Останки машинного зала. Именно – останки, как о погибшем человеке.
Оператор главных циркуляционных насосов, дежуривший в ту смену, не найден.
Только памятная табличка с именем.
Засыпать бы останки четвёртого блока, похоронить, чтобы и трубы не было видно. Песка в реке хватит! И забыть про этот высоченный холм на тысячи лет.
Где-то там, правее, впереди – Киев. Родина моя! Отец строил Южный железнодорожный мост, а тут и я появился, ворвался в лихорадку буден первым криком, изменил привычный ход вещей.
Отцу тогда было, как мне – сейчас. Немного за тридцать. И были потом другие мосты в его и нашей семейной жизни.
Большие: через Волгу, Урал. Могучие плечи рек.
Но этот – первый.
И я тоже – первенец.
Снова эта мысль вернулась ко мне.
Начало долгой работы отца с горячим железом мощных заклёпок, высокие, ажурные пролёты. На крепких опорах-ногах шагает мост через синее пространство большой воды, между далёкими берегами.

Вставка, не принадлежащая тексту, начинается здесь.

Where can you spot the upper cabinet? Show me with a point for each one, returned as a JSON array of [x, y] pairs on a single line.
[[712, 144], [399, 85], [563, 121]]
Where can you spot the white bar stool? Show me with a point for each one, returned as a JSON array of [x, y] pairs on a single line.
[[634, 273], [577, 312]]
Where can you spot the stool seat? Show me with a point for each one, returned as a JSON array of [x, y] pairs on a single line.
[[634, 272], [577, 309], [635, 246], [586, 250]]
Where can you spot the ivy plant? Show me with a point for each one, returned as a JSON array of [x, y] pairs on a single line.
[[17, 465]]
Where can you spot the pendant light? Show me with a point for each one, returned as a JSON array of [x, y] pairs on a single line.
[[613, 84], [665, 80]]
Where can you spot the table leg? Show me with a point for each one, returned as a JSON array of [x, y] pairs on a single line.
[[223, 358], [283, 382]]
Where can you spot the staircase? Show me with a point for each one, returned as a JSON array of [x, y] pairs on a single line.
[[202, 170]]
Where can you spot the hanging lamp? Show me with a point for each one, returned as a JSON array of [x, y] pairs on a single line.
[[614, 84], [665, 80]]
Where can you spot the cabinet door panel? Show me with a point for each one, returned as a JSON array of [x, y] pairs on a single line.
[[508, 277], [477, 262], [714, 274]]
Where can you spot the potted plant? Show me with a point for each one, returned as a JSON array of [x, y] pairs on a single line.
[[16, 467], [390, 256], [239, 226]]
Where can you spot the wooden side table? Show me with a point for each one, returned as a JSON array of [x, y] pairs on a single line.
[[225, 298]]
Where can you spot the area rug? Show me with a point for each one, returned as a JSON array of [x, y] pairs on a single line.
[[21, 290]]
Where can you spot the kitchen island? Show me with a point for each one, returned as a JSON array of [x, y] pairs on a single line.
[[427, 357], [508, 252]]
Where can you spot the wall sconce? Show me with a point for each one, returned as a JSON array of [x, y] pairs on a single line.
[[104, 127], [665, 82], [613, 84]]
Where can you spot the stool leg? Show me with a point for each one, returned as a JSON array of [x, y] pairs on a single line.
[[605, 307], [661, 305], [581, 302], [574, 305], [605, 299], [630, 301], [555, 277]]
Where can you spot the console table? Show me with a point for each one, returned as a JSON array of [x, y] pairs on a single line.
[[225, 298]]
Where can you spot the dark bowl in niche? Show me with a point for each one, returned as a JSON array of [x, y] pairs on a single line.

– Это не страшно? – спрашивал я его, повзрослев.
– Храбрость без знаний – безрассудство. Пшик. Пустой риск, погибель. Чтобы закрыть собой амбразуру, хватит одного мига, и всей жизни станет мало. Бездна мгновения. Такой он огромный, этот миг, поэтому надо быть личностью.

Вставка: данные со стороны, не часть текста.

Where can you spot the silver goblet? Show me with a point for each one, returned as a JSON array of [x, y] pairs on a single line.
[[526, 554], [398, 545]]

Он был немногословен, разговаривал негромко. Немного сутулился от работы с тяжёлым железом.
Меня принесли в пелёнках. Мама оставила старшую сестру, ушла в магазин. Лёгкая, красивая. Мама моя.
Атомная энергия материнской любви.
Я расплакался. Сестра стала качать, успокаивать. Кроватка опрокинулась, и я мгновенно успокоился.
Так рассказывала сестра.
Было ли это каким-то особенным знаком в самом начале моей жизни?

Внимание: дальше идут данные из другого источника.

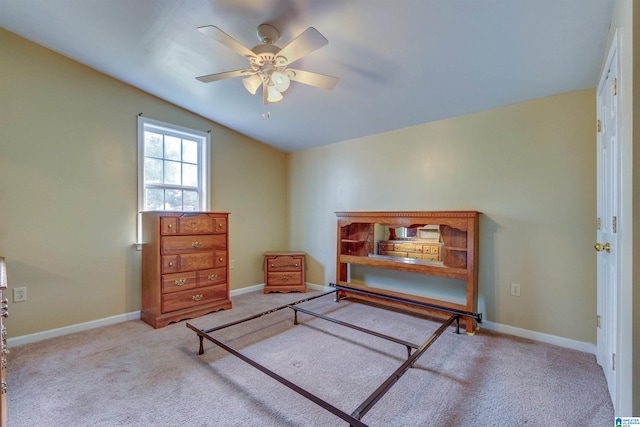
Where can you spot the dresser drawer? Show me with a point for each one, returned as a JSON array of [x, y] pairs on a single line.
[[182, 244], [289, 278], [284, 263], [220, 259], [170, 264], [178, 282], [193, 298], [212, 277]]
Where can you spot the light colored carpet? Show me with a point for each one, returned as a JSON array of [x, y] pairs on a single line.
[[130, 374]]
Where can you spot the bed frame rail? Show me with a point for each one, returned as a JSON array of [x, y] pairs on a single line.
[[354, 419]]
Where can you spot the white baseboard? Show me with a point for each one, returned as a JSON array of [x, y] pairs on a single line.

Всё это время я лишь помнил о том, что родился в Киеве. Потому что вскоре переехали на другую реку. Там тоже был большой мост, но другой.
В школе гордился, когда задали на дом – запомнить отрывок из гениального Гоголя: «Редкая птица долетит до середины Днепра…»
Кажется, запомнил с одного раза. Очень легко и радостно, потому что вспомнилась живая артерия реки, не надо было напрягать память, чтобы представить её, хотя и был я совсем маленьким.
Настоящее потрясение происходит на генном уровне.
Это же – про меня. Я знал, что есть это постоянство, которым можно гордиться, Киев. Вспоминал, гордился, но эта память была абстрактной. Как пальцем ткнуть в пустое брюхо пробитого глобуса.
Теперь родина меня позвала.
– Настало время возвращать долг, Володимир! Ибо сказано в Апокалипсисе, и стало пророчество пронзительной реальностью случившегося: «Третий ангел вострубил, и упала с неба большая звезда, горящая подобно светильнику, и пала на третью часть рек и на источники вод. Имя сей звезде «полынь», и третья часть вод сделалась полынью, и многие из людей умерли от вод, потому что они стали горьки» (Откр. 8, 10-11).
Ведь слово «чернобыль» и означает «полынь»…
– Вот он – я, нэнько, мамо! Весь перед тобой! Вернулся я на родину. Не когда благостно, а когда смерть пропитала воздух вокруг. Я – твой! Скажи, что надо сделать ещё, чтобы не было тебе так больно! И страшно за детей твоих! Я и младенец – вновь родившийся сейчас, младенец, зависимый от матери, питаемый ею, подчинённый её воле. От этого зависит моё здоровье, здоровье многих, разных людей и вся жизнь – потом.